In questo contesto, proseguono Gabanelli e Ravizza, gli interventi del Governo per contrastare la crisi rischiano di essere dei pannicelli caldi. “Per consentire di recuperare una parte della perdita del potere d’acquisto sul lavoro dipendente, il governo Meloni è intervenuto attraverso il sistema fiscale“, si legge ancora. “Per ridurre l’Irpef, oltre al taglio delle aliquote al 23 e al 33%, viene introdotto un bonus monetario (fino a 20 mila euro di reddito) e unanuova detrazione da lavoro dipendente (1.000 euro tra i 20 e i 32 mila euro, poi a scalare fino a 40 mila)”. Ma ridurre il danno non significa annullarlo.
“Nei profili considerati restano in tasca 1.468 euro in meno per un insegnante”, annotano le giornaliste, “1.688 in meno per un infermiere e 1.187 in meno per un commesso. Solo il metalmeccanico chiude con un minimo scarto: 37 euro in più l’anno”. A fronte di questa situazione – che mette in difficoltà centinaia di migliai di famiglie – nemmeno i sindacati riuscirebbero a intervenire in modo efficace. Una fragilità che dipenderebbe “sia dai cambiamenti strutturali dell’ economia, sia dal loro asservimento alla politica e dalla loro incapacità di trovare nuove forme di contrattazione“.

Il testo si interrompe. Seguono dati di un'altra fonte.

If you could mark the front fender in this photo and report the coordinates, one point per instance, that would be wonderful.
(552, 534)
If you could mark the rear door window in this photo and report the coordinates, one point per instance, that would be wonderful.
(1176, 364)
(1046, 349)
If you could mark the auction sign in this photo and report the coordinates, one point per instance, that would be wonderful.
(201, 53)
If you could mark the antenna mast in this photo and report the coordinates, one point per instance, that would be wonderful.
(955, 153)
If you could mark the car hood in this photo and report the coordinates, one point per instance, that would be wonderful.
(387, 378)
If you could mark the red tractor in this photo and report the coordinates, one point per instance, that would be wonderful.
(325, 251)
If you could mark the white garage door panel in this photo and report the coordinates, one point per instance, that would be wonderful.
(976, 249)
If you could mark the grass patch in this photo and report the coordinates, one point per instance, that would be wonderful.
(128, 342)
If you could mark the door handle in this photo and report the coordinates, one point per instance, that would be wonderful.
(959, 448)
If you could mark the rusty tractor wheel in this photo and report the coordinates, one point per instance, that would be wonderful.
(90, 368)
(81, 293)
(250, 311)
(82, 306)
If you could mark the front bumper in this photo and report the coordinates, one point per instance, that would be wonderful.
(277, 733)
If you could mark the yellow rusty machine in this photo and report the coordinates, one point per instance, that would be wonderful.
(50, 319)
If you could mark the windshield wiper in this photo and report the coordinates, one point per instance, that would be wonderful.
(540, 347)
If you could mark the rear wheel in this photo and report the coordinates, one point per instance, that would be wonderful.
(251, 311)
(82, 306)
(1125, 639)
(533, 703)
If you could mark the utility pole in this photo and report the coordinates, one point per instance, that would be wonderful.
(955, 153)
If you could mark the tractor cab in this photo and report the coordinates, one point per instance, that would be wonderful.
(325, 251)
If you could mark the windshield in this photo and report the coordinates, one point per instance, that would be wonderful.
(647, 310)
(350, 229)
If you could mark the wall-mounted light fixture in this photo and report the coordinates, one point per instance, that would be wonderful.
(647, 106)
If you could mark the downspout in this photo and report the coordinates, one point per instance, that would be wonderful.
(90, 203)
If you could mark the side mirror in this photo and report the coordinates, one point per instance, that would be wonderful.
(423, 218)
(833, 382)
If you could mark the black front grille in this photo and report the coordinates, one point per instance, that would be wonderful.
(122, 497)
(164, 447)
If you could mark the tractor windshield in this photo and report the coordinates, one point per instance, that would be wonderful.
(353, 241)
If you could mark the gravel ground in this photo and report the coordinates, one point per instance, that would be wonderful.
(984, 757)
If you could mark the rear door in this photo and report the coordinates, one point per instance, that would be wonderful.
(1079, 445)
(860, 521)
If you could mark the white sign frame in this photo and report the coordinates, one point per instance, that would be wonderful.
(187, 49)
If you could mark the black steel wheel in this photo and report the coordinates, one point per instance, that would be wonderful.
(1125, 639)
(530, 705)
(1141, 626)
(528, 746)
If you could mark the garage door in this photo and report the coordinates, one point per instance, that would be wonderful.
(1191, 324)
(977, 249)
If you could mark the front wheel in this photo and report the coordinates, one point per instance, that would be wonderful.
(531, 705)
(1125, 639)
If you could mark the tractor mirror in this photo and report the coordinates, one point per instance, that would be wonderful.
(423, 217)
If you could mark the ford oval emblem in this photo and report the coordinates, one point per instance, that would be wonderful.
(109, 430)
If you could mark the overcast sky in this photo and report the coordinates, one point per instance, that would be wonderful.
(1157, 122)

Per cambiare rotta, del resto, servirebbero politiche fiscali più efficaci da parte dell’esecutivo. “A insistere su questo punto è l’Ufficio parlamentare di Bilancio nell’audizione sulla Finanziaria 2026″, sottolineano Gabanelli e Ravizza. “Per non alimentare distorsioni l’Irpef deve essere uguale per tutti in base alle fasce di reddito, e va separata da bonus e detrazioni“. Questi ultimi, concludono, “dovrebbero diventare strumenti di sostegno al reddito mirati alle famiglie che ne hanno più bisogno“.